The Australian Government’s Future Drought Fund has invested in the project, led by the South West WA Drought Resilience Adoption and Innovation Hub (SW WA Hub) in partnership with DPIRD, as part of a broader national initiative.
DPIRD research scientist Bill Bateman said significant advances in soil moisture monitoring technology had been made in recent years, making it more functional and less labour intensive.
“The technology is now all automated, with the data fed at regular intervals to a digital device, with little requirement for regular paddock checks or maintenance,” he said.
“This project aims to assist growers to understand the technology and evaluate a range of sensors for different crop types.
“I’ll also be working with growers to interpret the data and determine how it can be used to fine tune their irrigation systems to reduce water wastage and improve efficiencies and effectiveness – saving growers time and money.”
Soil moisture sensing equipment is being installed on five avocado farms and five apple orchards in the South West, while interest is being sought from five tomato farms in the Carnarvon irrigation area.
Data is provided via an online cloud service, where graphs of volumetric water content over time is displayed.
Growers will be guided through interpreting the data to identify soil water holding characteristics and determine the optimal timing and duration of irrigation scheduling to avoid losses in yield, water, and fertiliser.
“The use of soil moisture monitoring in irrigated agriculture is still growing in Western Australia, as growers learn more about how this technology can benefit their operations,” Mr Bateman said.

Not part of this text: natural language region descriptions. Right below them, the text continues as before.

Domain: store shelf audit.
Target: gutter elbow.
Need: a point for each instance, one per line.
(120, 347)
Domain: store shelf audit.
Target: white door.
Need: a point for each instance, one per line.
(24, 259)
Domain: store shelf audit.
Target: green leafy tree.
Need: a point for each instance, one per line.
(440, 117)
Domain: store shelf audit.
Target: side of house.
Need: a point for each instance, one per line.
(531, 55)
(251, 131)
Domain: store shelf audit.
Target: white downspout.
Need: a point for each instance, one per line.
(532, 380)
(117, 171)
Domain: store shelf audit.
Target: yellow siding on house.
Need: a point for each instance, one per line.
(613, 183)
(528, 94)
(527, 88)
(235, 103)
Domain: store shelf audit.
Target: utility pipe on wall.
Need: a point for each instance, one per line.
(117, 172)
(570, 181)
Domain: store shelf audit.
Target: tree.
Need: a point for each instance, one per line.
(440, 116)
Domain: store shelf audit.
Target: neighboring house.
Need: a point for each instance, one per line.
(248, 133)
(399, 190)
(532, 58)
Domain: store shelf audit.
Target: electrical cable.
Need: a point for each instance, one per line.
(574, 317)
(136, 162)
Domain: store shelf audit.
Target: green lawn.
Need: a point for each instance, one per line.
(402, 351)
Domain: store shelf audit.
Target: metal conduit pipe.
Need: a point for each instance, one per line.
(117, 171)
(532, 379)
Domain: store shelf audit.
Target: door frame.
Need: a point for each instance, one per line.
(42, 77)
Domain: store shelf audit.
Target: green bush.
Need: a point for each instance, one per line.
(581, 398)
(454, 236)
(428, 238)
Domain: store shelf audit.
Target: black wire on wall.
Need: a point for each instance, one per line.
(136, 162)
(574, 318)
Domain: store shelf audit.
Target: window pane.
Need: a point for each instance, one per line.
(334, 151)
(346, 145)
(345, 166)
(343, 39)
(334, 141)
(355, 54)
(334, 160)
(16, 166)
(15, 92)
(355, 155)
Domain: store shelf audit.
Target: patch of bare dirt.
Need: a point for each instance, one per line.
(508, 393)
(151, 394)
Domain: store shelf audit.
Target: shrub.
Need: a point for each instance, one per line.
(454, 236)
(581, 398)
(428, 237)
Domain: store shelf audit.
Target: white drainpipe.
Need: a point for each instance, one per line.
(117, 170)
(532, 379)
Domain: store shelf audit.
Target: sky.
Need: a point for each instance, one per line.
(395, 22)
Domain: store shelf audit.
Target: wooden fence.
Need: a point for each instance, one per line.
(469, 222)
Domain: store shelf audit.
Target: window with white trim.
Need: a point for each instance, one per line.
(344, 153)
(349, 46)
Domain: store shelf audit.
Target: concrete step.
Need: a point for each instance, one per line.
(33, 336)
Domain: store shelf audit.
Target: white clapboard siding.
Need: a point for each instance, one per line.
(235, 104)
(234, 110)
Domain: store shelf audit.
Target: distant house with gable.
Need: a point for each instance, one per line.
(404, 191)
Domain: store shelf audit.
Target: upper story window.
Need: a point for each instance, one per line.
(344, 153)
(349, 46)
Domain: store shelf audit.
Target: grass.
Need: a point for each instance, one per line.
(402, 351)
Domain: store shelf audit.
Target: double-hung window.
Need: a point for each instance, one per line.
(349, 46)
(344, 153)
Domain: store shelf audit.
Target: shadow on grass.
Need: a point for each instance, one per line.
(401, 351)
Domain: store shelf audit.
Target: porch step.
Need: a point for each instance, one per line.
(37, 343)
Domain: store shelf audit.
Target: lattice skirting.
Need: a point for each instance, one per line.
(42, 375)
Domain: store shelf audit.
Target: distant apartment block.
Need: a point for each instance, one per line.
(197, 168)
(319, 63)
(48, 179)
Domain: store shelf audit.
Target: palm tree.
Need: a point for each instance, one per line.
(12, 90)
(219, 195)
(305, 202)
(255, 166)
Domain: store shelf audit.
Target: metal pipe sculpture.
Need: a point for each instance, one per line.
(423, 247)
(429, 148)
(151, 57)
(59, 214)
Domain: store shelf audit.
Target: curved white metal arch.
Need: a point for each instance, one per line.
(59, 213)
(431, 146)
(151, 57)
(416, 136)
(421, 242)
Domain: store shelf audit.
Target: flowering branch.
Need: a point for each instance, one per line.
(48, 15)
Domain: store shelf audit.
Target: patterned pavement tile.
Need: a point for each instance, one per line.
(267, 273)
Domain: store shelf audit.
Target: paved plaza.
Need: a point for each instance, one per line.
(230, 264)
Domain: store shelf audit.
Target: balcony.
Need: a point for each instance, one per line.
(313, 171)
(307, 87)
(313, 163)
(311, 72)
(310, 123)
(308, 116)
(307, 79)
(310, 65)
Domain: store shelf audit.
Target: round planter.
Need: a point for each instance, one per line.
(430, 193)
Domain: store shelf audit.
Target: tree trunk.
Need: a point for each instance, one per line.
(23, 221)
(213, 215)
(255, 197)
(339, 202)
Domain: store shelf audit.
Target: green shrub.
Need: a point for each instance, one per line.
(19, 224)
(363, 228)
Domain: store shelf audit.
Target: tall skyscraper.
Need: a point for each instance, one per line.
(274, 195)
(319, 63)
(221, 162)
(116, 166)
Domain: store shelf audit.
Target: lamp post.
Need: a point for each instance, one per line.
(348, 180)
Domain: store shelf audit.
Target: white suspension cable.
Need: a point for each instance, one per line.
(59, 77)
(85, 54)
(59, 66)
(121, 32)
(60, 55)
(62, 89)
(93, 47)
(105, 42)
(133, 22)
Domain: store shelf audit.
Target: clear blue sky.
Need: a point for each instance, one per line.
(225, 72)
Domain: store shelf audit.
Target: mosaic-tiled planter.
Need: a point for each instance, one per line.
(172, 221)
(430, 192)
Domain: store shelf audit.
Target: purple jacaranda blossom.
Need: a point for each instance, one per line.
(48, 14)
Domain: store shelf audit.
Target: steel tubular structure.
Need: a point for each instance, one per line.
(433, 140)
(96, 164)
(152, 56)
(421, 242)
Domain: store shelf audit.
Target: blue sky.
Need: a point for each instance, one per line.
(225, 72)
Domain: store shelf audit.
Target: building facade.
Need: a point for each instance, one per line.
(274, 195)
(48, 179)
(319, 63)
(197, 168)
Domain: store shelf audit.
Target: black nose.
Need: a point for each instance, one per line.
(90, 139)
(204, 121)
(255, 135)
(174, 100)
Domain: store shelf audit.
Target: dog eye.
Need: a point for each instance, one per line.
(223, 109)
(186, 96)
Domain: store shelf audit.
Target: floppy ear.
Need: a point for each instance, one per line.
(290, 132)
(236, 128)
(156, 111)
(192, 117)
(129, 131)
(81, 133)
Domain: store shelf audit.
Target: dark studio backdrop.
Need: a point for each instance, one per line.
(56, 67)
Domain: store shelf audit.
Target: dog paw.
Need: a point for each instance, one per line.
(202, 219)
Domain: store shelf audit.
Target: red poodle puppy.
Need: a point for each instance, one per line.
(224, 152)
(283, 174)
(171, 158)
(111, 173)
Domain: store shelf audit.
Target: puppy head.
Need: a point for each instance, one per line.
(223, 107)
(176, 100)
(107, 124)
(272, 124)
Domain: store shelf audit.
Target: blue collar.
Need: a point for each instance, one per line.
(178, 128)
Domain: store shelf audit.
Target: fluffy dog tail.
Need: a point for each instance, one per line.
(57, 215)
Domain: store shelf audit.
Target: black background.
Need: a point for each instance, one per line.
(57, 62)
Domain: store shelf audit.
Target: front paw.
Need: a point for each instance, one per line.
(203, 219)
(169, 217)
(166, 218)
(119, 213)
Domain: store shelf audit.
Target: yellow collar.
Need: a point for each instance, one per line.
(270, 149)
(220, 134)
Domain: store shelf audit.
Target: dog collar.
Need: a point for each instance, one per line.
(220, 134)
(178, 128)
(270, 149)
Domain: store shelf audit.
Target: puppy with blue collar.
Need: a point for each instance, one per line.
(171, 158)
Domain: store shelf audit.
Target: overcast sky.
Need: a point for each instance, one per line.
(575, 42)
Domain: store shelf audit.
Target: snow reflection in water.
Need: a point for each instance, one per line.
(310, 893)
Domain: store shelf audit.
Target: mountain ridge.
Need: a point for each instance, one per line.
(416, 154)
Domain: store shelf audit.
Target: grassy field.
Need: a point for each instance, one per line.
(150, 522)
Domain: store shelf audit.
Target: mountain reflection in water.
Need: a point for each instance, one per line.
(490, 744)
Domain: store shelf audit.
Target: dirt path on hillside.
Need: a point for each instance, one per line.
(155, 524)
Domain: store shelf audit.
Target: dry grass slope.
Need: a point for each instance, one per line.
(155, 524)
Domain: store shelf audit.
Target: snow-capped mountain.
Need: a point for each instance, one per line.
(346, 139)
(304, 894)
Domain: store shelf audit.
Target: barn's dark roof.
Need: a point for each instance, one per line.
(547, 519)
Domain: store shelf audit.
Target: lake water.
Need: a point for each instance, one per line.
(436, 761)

“This project will assist growers to understand and apply the data from soil moisture monitoring, making irrigation systems more efficient – reducing operating costs and increasing crop margins.”
Field walks and field days are planned as the project progresses so growers can share experiences and learnings via the 15 participating case studies.
SW WA Hub knowledge broker Tanya Kilminster said drying climate conditions could have a major impact on irrigators’ access to surface and groundwater resources, and this project would support them to use irrigated water more efficiently.
“The project is a great example of how the Drought Resilience Adoption and Innovation Hubs are facilitating broad collaboration to achieve adoption of drought resilience and innovation practices,” she said.